Two minutes NLP — How the DeepMind RETRO model decouples reasoning and memorization
Language Models, Retrieval Databases, GPT-3, Jurassic-1, and the Pile
In recent years, significant performance gains in language modeling have been achieved by increasing the number of parameters in Transformer models. This has led to a huge increase in training energy costs and resulted in a generation of large Language Models with 100+ billion parameters. At the same time, large datasets containing trillions of words have been collected to train these models.
The benefits of increasing the number of parameters come from two factors:
- More reasoning capabilities in the form of computations at training and inference time.
- More memorization of the training data.
DeepMind is exploring how to decouple these aspects, i.e. how to efficiently augment language models with a massive-scale memory without significantly increasing computations. Specifically, DeepMind suggests retrieval from a large text database as a complementary path to scaling language models.
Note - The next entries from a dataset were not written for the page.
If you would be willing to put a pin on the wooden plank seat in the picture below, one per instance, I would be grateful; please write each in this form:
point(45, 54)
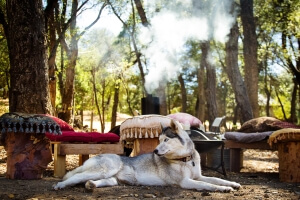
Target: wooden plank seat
point(80, 143)
point(61, 149)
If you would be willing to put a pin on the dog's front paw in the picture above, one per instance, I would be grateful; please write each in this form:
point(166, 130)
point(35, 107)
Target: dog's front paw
point(58, 186)
point(224, 189)
point(89, 185)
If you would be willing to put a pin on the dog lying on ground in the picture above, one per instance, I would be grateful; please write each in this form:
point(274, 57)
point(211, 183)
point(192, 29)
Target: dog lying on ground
point(174, 162)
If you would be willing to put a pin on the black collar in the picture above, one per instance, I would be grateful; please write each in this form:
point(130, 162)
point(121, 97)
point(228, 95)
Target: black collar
point(185, 159)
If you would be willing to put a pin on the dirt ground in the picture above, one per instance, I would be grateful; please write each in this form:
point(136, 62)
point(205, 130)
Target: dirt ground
point(259, 179)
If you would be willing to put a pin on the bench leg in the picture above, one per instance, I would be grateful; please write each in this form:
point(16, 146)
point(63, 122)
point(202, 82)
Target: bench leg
point(236, 160)
point(59, 162)
point(83, 158)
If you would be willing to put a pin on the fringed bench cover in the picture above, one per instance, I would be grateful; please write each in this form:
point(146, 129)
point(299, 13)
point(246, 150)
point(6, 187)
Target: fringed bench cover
point(27, 123)
point(27, 147)
point(143, 126)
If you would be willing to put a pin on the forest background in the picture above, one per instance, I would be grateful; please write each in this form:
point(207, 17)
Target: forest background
point(238, 59)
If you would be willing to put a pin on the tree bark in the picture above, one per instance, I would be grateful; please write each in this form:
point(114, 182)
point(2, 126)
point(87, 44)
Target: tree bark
point(51, 60)
point(28, 57)
point(250, 54)
point(141, 12)
point(201, 93)
point(115, 104)
point(212, 108)
point(72, 54)
point(234, 75)
point(161, 93)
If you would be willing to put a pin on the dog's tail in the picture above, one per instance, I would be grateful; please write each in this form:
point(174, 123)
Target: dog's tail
point(71, 173)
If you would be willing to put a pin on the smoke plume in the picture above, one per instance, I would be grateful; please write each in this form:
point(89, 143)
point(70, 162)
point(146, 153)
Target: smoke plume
point(173, 26)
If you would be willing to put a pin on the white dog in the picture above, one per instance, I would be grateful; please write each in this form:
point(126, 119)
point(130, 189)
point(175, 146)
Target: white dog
point(174, 162)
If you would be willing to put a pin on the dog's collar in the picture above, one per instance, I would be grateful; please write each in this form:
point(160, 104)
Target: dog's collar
point(186, 159)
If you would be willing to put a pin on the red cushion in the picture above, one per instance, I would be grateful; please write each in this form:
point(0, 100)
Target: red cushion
point(64, 126)
point(72, 136)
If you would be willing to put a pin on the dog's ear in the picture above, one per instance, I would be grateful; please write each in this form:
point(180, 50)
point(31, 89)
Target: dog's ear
point(162, 128)
point(173, 126)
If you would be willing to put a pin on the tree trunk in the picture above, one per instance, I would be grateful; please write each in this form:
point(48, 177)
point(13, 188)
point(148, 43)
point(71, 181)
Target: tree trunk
point(293, 117)
point(235, 77)
point(141, 12)
point(51, 60)
point(161, 92)
point(201, 93)
point(28, 57)
point(183, 94)
point(212, 109)
point(250, 54)
point(72, 54)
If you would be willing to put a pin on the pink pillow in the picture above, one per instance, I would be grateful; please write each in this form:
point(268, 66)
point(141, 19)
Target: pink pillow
point(186, 119)
point(64, 126)
point(86, 137)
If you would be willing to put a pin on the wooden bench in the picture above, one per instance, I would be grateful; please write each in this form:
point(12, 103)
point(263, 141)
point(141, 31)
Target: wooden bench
point(61, 149)
point(236, 153)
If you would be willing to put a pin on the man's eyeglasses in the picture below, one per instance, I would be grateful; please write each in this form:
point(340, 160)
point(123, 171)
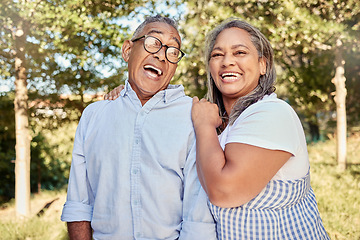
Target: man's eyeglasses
point(154, 45)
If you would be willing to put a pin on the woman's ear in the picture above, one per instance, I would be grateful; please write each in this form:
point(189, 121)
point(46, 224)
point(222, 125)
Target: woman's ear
point(126, 50)
point(262, 64)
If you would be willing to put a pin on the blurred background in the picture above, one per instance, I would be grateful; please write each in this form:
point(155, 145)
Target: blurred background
point(58, 56)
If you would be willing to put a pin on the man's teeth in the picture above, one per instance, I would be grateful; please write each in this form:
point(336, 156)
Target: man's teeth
point(159, 72)
point(230, 75)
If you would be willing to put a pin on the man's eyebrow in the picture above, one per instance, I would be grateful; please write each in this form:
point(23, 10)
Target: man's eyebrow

With this goal in mind, DeepMind introduced the Retrieval-Enhanced Transformer (RETRO) model: a language model that predicts the next words by conditioning on document chunks retrieved from a large corpus.
How RETRO works
Consider the sample query “The 2021 Women’s US Open was won”. A standard language model would predict a plausible continuation with the knowledge stored in the network parameters. RETRO, instead, looks for similar sequences in the Retrieval Database, withdraws their continuations, and conditions on them to predict a new plausible continuation.
The search for similar sentences is done with Nearest Neighbors on BERT embeddings pre-computed on all the sentences stored on the Retrieval Database.

By working on texts extracted from the Retrieval Database, RETRO increases the interpretability of model predictions and provides a route for direct interventions to improve the safety of text continuation.
RETRO performance
RETRO obtains comparable performance to GPT-3 and Jurassic-1 on the Pile dataset (a standard language modeling benchmark), despite using 25× fewer parameters.
Evaluating RETRO performance on the Pile dataset, a 7.5 billion parameter RETRO model outperforms the 175 billion parameter Jurassic-1 on 10 out of 16 datasets and outperforms the 280B Gopher on 9 out of 16 datasets, despite being over an order of magnitude smaller.